I’ve been using mastodon for a month or two now. I never used twitter but thought I’d try it out for fun since I love this new fediverse experiment.
Then my mastodon instance started experiencing some downtime and I wondered what happens in this scenario. It seems if the goal is to have lots of smaller instances and decentralize social media, then instances, particularly those not run a big companies (who can reliably fund things for years on end and sell ad space on their platforms), will come and go and users will lose their identity or home base each time this happens along with all their followers and their connection to the wider social graph. This seems not great.
It seems that nostr might actually be a fix for this. In nostr:
- You publish to multiple relays (essentially instances) and anybody from any relay can follow you.
- Your messages are signed by your key so you can prove they are authentic.
- If your relay goes down, people can still follow you via other relays
- You can change between relays without losing your identity. Your post history and followers follow you, not [email protected].
Doing some reading, it seems people’s main criticisms of nostr are:
- Interface isn’t as pretty. Looks like this has come leaps and bounds in the past six months but of course could always use more work
- Populated by crypto bros. This seems like not an issue long-term, there’s plenty of crypto bros on mastodon, you can just not follow them if you don’t want to see them. The idea that you can “tip” with a tweet or whatever nostr’s term for that is seems pretty interesting.
Basically, at a protocol level, nostr seems better in some important ways and the cons don’t seem protocol related but userbase and UI related.
What am I missing on the pros/cons list? Anybody got experiences to share?
I’m not sure what this “wider social graph” you mention is, but you don’t really lose your identity - you verify it with external website, so it’s easy to switch the pointer to a new identity (I’ve been around since 2017 and I instance-hop often, I go back and delete old accounts couple of times per year)
Losing followers - well yeah, that sucks if your livelihood depends on your social media reach and patronage, but in that case, you should probably have a more solid base for all your social contacts, random Mastodon instance is probably not the best choice.
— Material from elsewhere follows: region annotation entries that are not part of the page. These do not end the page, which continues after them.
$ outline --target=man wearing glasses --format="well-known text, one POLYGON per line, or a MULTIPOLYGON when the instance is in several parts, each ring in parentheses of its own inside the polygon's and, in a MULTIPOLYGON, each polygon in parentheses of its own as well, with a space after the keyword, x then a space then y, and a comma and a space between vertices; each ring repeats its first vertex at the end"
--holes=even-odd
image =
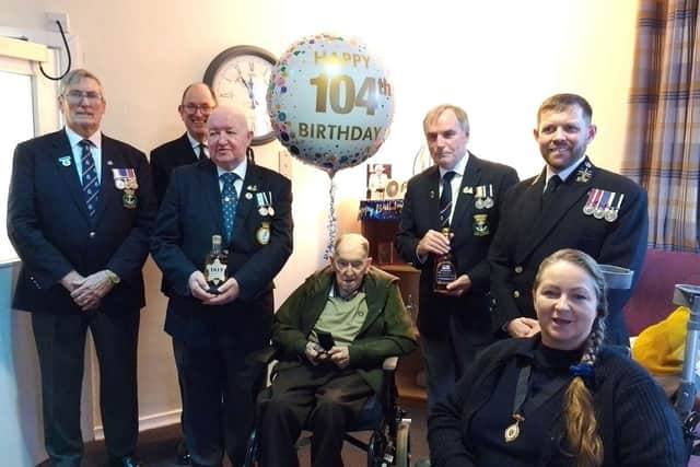
POLYGON ((177 112, 187 131, 151 151, 153 186, 159 205, 165 196, 173 168, 209 157, 207 120, 215 107, 217 97, 207 84, 192 83, 185 89, 177 112))
POLYGON ((330 265, 275 315, 280 363, 261 400, 261 465, 296 466, 294 443, 313 431, 314 465, 342 465, 346 424, 382 387, 382 362, 416 348, 398 278, 372 267, 362 235, 338 237, 330 265))
POLYGON ((90 329, 109 466, 141 466, 137 341, 145 304, 141 268, 156 208, 150 168, 142 152, 100 131, 106 100, 94 74, 68 73, 59 104, 66 127, 14 152, 8 234, 22 269, 13 308, 32 312, 52 465, 81 463, 90 329))
MULTIPOLYGON (((209 157, 207 121, 215 107, 217 96, 209 85, 191 83, 185 87, 177 112, 187 131, 179 138, 161 144, 151 151, 151 171, 153 172, 153 186, 159 206, 163 201, 171 174, 175 167, 194 164, 200 159, 209 157)), ((171 296, 170 287, 165 280, 161 284, 161 291, 166 296, 171 296)), ((180 365, 177 365, 177 367, 179 369, 180 365)), ((177 374, 177 381, 182 394, 183 384, 179 373, 177 374)), ((183 417, 185 417, 185 398, 182 398, 182 402, 183 417)), ((183 419, 180 422, 185 427, 185 420, 183 419)), ((190 462, 189 450, 184 441, 177 445, 177 459, 183 465, 190 462)))

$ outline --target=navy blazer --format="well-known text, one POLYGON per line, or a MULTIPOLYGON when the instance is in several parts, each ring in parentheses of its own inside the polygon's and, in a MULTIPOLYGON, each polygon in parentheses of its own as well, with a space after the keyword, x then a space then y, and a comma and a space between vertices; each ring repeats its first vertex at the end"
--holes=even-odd
MULTIPOLYGON (((518 316, 535 317, 532 288, 537 269, 558 249, 576 248, 599 264, 632 269, 634 283, 642 269, 649 231, 644 189, 627 177, 596 167, 586 157, 559 186, 548 211, 541 212, 545 176, 542 170, 506 195, 503 229, 489 252, 497 328, 518 316), (582 177, 584 167, 588 175, 582 177), (594 188, 625 195, 614 222, 583 213, 587 194, 594 188)), ((629 346, 622 307, 632 290, 608 293, 606 341, 610 343, 629 346)))
POLYGON ((440 231, 440 170, 432 166, 408 182, 404 210, 396 235, 396 246, 405 261, 421 270, 418 328, 424 335, 441 336, 447 331, 450 314, 463 319, 474 337, 485 342, 491 340, 489 315, 489 265, 487 254, 499 229, 503 195, 517 183, 516 172, 503 164, 481 160, 469 153, 462 185, 452 215, 451 245, 457 275, 468 275, 471 289, 460 297, 433 292, 434 261, 429 255, 419 262, 416 247, 429 230, 440 231), (478 209, 475 205, 476 187, 493 186, 493 206, 478 209), (475 215, 486 215, 479 222, 475 215), (475 227, 487 226, 486 231, 475 227))
POLYGON ((121 278, 102 300, 104 313, 125 313, 145 304, 141 268, 156 209, 145 155, 102 135, 98 197, 91 220, 65 130, 18 144, 8 199, 8 235, 22 259, 13 307, 81 313, 60 284, 73 269, 82 276, 110 269, 121 278), (139 185, 135 208, 115 186, 113 168, 135 170, 139 185))
POLYGON ((175 167, 194 164, 198 161, 187 132, 182 137, 159 145, 151 151, 151 172, 153 174, 153 187, 158 203, 163 202, 167 183, 175 167))
POLYGON ((229 272, 240 296, 220 306, 202 305, 190 295, 188 280, 202 270, 212 235, 223 233, 217 166, 210 160, 175 168, 151 238, 151 254, 172 285, 165 330, 189 345, 207 345, 218 332, 236 332, 241 345, 258 347, 269 340, 272 280, 292 253, 291 182, 268 168, 248 164, 238 198, 229 272), (273 215, 262 215, 257 192, 270 192, 273 215), (259 242, 269 226, 269 242, 259 242), (224 308, 224 310, 221 310, 224 308))

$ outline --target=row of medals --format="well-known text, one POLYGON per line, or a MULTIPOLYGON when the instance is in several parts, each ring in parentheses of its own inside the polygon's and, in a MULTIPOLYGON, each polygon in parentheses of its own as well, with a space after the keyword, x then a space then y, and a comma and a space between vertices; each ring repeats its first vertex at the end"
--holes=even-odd
POLYGON ((615 191, 593 188, 588 191, 588 199, 583 206, 583 213, 586 215, 593 215, 596 219, 605 219, 608 222, 615 222, 623 199, 625 195, 621 192, 617 194, 615 191), (616 203, 615 198, 618 195, 619 198, 617 198, 616 203))

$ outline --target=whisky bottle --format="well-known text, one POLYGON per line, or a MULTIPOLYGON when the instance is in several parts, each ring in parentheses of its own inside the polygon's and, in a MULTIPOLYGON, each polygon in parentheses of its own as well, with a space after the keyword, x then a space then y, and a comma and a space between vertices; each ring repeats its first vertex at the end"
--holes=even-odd
POLYGON ((226 266, 229 264, 228 255, 221 249, 221 235, 211 236, 211 252, 205 259, 205 278, 209 283, 209 293, 219 293, 219 285, 224 283, 229 278, 226 275, 226 266))
MULTIPOLYGON (((442 234, 450 241, 450 229, 443 229, 442 234)), ((433 281, 433 292, 446 293, 447 284, 457 279, 457 268, 452 260, 452 252, 435 257, 435 276, 433 281)))

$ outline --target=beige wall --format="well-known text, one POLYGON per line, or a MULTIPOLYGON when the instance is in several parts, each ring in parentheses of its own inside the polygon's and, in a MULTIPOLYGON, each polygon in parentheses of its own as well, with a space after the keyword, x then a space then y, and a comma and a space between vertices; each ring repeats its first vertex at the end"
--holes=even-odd
MULTIPOLYGON (((280 55, 298 38, 336 32, 362 38, 385 60, 396 93, 392 133, 374 162, 411 174, 422 145, 424 112, 442 102, 470 114, 470 149, 517 168, 521 177, 541 163, 532 139, 541 100, 562 91, 585 95, 599 132, 591 148, 598 164, 617 168, 623 148, 626 102, 633 54, 634 0, 433 0, 409 7, 376 0, 3 0, 0 25, 44 28, 45 11, 70 15, 82 63, 107 92, 107 133, 144 151, 176 137, 176 106, 185 83, 200 80, 210 60, 237 44, 280 55), (401 9, 401 20, 397 19, 401 9)), ((276 166, 277 142, 257 150, 276 166)), ((294 161, 294 254, 278 278, 278 302, 322 264, 327 176, 294 161), (323 188, 323 189, 322 189, 323 188)), ((336 182, 341 229, 358 229, 357 200, 364 166, 336 182)), ((140 348, 141 415, 177 409, 170 341, 162 332, 165 302, 160 276, 147 265, 149 304, 140 348)))

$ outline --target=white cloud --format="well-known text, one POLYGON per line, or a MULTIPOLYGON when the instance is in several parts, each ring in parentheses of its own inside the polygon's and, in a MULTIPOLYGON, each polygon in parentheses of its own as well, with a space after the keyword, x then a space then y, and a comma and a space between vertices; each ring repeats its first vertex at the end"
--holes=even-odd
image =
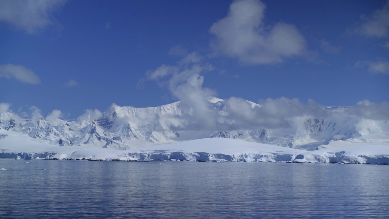
POLYGON ((0 102, 0 114, 7 113, 8 111, 11 104, 7 102, 0 102))
POLYGON ((7 64, 0 65, 0 78, 14 78, 24 83, 36 85, 40 83, 39 78, 31 69, 21 65, 7 64))
POLYGON ((389 74, 389 62, 380 61, 369 65, 369 71, 373 74, 389 74))
POLYGON ((101 117, 103 114, 98 110, 86 110, 85 113, 77 118, 78 121, 92 122, 101 117))
POLYGON ((362 23, 356 32, 367 37, 383 37, 389 35, 389 0, 382 9, 375 11, 371 16, 361 16, 362 23))
POLYGON ((63 115, 61 112, 61 110, 54 110, 51 112, 51 113, 47 115, 47 116, 46 117, 46 120, 49 122, 53 122, 55 121, 55 119, 59 118, 63 115))
POLYGON ((331 42, 325 40, 320 42, 320 48, 324 51, 331 53, 338 54, 340 51, 340 48, 331 44, 331 42))
POLYGON ((215 37, 210 45, 215 53, 259 64, 302 55, 304 37, 294 26, 282 22, 268 29, 263 22, 266 7, 259 0, 234 1, 227 16, 210 29, 215 37))
POLYGON ((43 118, 42 112, 37 107, 33 106, 30 108, 30 111, 31 112, 31 122, 35 123, 39 119, 43 118))
POLYGON ((186 49, 182 45, 179 45, 172 48, 168 54, 170 55, 183 57, 187 53, 186 49))
POLYGON ((78 83, 73 79, 70 79, 65 83, 65 87, 74 87, 78 85, 78 83))
POLYGON ((389 49, 389 41, 387 41, 384 45, 384 47, 387 49, 389 49))
POLYGON ((34 34, 54 23, 52 14, 65 3, 65 0, 0 1, 0 21, 17 29, 34 34))

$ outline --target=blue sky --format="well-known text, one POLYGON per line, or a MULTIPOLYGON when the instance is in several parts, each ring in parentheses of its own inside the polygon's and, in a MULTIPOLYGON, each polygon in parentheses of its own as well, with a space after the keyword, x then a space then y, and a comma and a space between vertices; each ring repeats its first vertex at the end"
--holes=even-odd
POLYGON ((14 111, 74 118, 186 92, 325 106, 389 99, 387 1, 1 0, 0 9, 0 102, 14 111))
You do lose your identity though. If your instance suddenly disappears you have to start from step zero. You have no followers, you follow nobody, and nobody knows you exist. By social graph I mean your connections to others which mastodon facilitates (a list of people you follow and the connection so that others follow you) plus the entirety of the content you have posted since you started your account, your DMs, etc. Losing your social graph isn’t an inconvenience, it’s losing the totality of the features mastodon gives you as a user all at once. Social media connections are important for people socially, in the job market, etc. Those connections are meaningful. On a network-wide level, it’s frustrating for users to be following people and then just have those people vanish off the face of the earth because their instance died. It’s terrible UX.
You can no longer tweet as the “old you” and as far as anybody else knows, “new you” is a different person pretending to be “old you” unless they authenticate you in some other way and that’s a major pain.
I don’t think the ultimate solution is just “pick a stable instance”. All instances will eventually experience instability or close, what happens to those users when they do? An account should be 100% portable between instances. And ideally, a somewhat automatic mechanism should be in place so that recovering from an instance loss isn’t hard.
I know this fediverse stuff is in its infancy, I know we’ll get all these problems figured out in time.
You can import/export most things to CSV (follows, lists, blocks etc)
This way it’s easy to set up a new account on new server (as I said, I’ve been instance hopping for a long time).
You can also download your media archive in its entirety. And you should.
You should also turn on scheduled deletion of your old posts. You don’t really want to leave >6 month old messages behind you. You don’t have to lose your stuff, just stick the archive somewhere safe (local disk, or dropbox, whatever). These are all standard Mastodon features.
You should always authenticate yourself on Mastodon if you’re “serious” about your identity. It’s very easy to do and re-pointing it to your new “official” identity is just one line of HTML.
Mastodon has also feature for moving instances and forwarding your old identity to your new one.
If your instance admin suddenly disappears and shuts down the service, it’s a pain, but obviously you run the same risk with any commercial company shutting down your account without notice or recourse to re-open it. So keeping regular backups of your data is a good idea, the import/export tools are there.
The only thing that isn’t automatic is followers. And if your followers are a huge concern (for example, part of your livelihood/patronage) you should probably adopt a multi-platform social media strategy anyway. This way you can always reach your followers, no matter what happens to Twitter or Mastodon (or whatever network). You should be on ALL the networks.
But for most people who are not “content creators” the amount of followers isn’t really very relevant. It doesn’t mean anything. The quality of the discussions is important. And you can participate in discussions without any followers. It’s not like other commercial networks where the algorithm squelches you if you don’t have enough “clout”. You don’t need followers to discuss with people on Mastodon.
Plus: if you are that dependent on you followers maybe it’s a good idea to be self hosted or at least choose a reliable instance.